Waste, including medical waste, was thrown near 40% of 48 borewells across the four districts. Stagnant water present around them raised the possibility of contaminated water.
Up to 75% of PHCs and CHCs in Bhopal, 87% in Sehore and 95% in Pannahad dumped waste in or near the compound walls. Less than four of 10 PHCs and CHCs in Bhopal and Sehore had soap in the labour room.
Only 43% of 76 medical officers (one per facility) interviewed reported having training on preventing infections.
Odisha: Dodgy toilets, waste water released in the open
The Odisha survey was limited to 34 public health facilities and one district hospital in Ganjam district. More than 60% of toilet facilities were found to be unclean and non-functional.
Nearly half the facilities had never chlorinated water tanks, making them vulnerable to waterborne diseases; 73% of health facilities did follow a safe-filtering technique (reverse osmosis/ chemical process/ biological process) for their drinking water. Waste water was drained into open areas in almost 85% of health centres.

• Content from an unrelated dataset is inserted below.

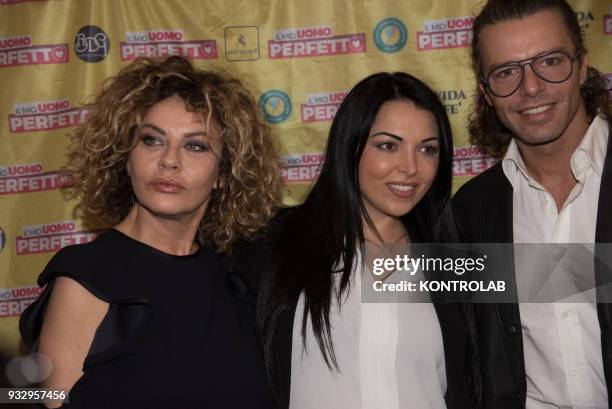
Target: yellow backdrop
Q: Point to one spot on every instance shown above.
(298, 57)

Up to 96% of the facilities had wash basins inside the labour room.
Karnataka: Enough cleaning equipment but dirty toilets because staff posts vacant
Up to 30 healthcare facilities were surveyed in the district of Raichur. With a maternal mortality rate of 255 per 100,000 live births, it was only slightly better than Nepal with 258; with 71 infant deaths per 1,000 per live births, the infant mortality rate was the same as Nigeria (69), according to the zilla parishad, a local government institution, website.

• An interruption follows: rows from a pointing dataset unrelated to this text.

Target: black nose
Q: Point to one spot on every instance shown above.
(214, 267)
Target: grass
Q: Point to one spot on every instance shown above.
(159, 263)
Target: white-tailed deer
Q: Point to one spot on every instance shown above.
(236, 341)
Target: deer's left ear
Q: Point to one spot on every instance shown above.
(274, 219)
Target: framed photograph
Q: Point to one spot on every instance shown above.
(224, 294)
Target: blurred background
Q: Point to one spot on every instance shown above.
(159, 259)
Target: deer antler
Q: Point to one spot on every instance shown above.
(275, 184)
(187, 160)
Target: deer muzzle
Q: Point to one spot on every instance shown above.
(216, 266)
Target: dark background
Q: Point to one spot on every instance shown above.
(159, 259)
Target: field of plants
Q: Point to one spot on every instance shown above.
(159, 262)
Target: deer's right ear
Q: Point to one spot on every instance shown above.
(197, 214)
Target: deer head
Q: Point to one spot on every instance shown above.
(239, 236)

Seven in 10 facilities had unhygienic toilets because there was no one to clean them: 76%of cleaning staff posts were vacant. Of 30 facilities, 12 did not have a urinal and open defecation was evident in 63%.
Of 17 facilities with borewells, the area around the wells was clean in 11 facilities; in the other six, the area was filled with garbage.
As many as 27 facilities (90%) reported adequate cleaning agents, such as detergent and disinfectant; 23 facilities (77%) reported cleaning equipment, such as brooms, mops, and buckets .
Telangana and Andhra Pradesh: Water and wash-basin shortages and poor water quality
Both the states were clubbed together, with one districts from each state surveyed: 81 healthcare facilities from Vizianagaram in AP and 59 facilities from Nizamabad in Telangana.
Nearly 22% of toilets were either not working or were broken, 25% were inaccessible, 24% were dirty, 24% did not have enough water and 24% had no wash basins within 5 m of the toilet.
In Vizianagaram, 36% of sampled PHCs reported inadequate water, as did 47% PHCs in Nizamabad. Despite reports of poor water quality, less than half the PHCs and CHCs in both districts regularly chlorinated their water.
Up to 19% of facilities did not have wash basins near toilets and patient-care areas and 25% did not have soap.
Uttar Pradesh: Dirty first- and second-tier healthcare, poor hand hygiene in hospitals
Conducted across 63 healthcare facilities in Varanasi, Agra, Lucknow and Banda district, the UP survey was conducted on behalf of the Ministry of Health and Family Welfare. Health facilities were scored on a scale of one to 10, with 10 being the best quality.
PHCs and CHCs scored 0.83 and 3.75, respectively; most were unclean. District hospitals scored 3.75. The average hand-hygiene score in district hospitals was 4.35, and was 3.01 and 1.42 for CHCs and PHCs respectively.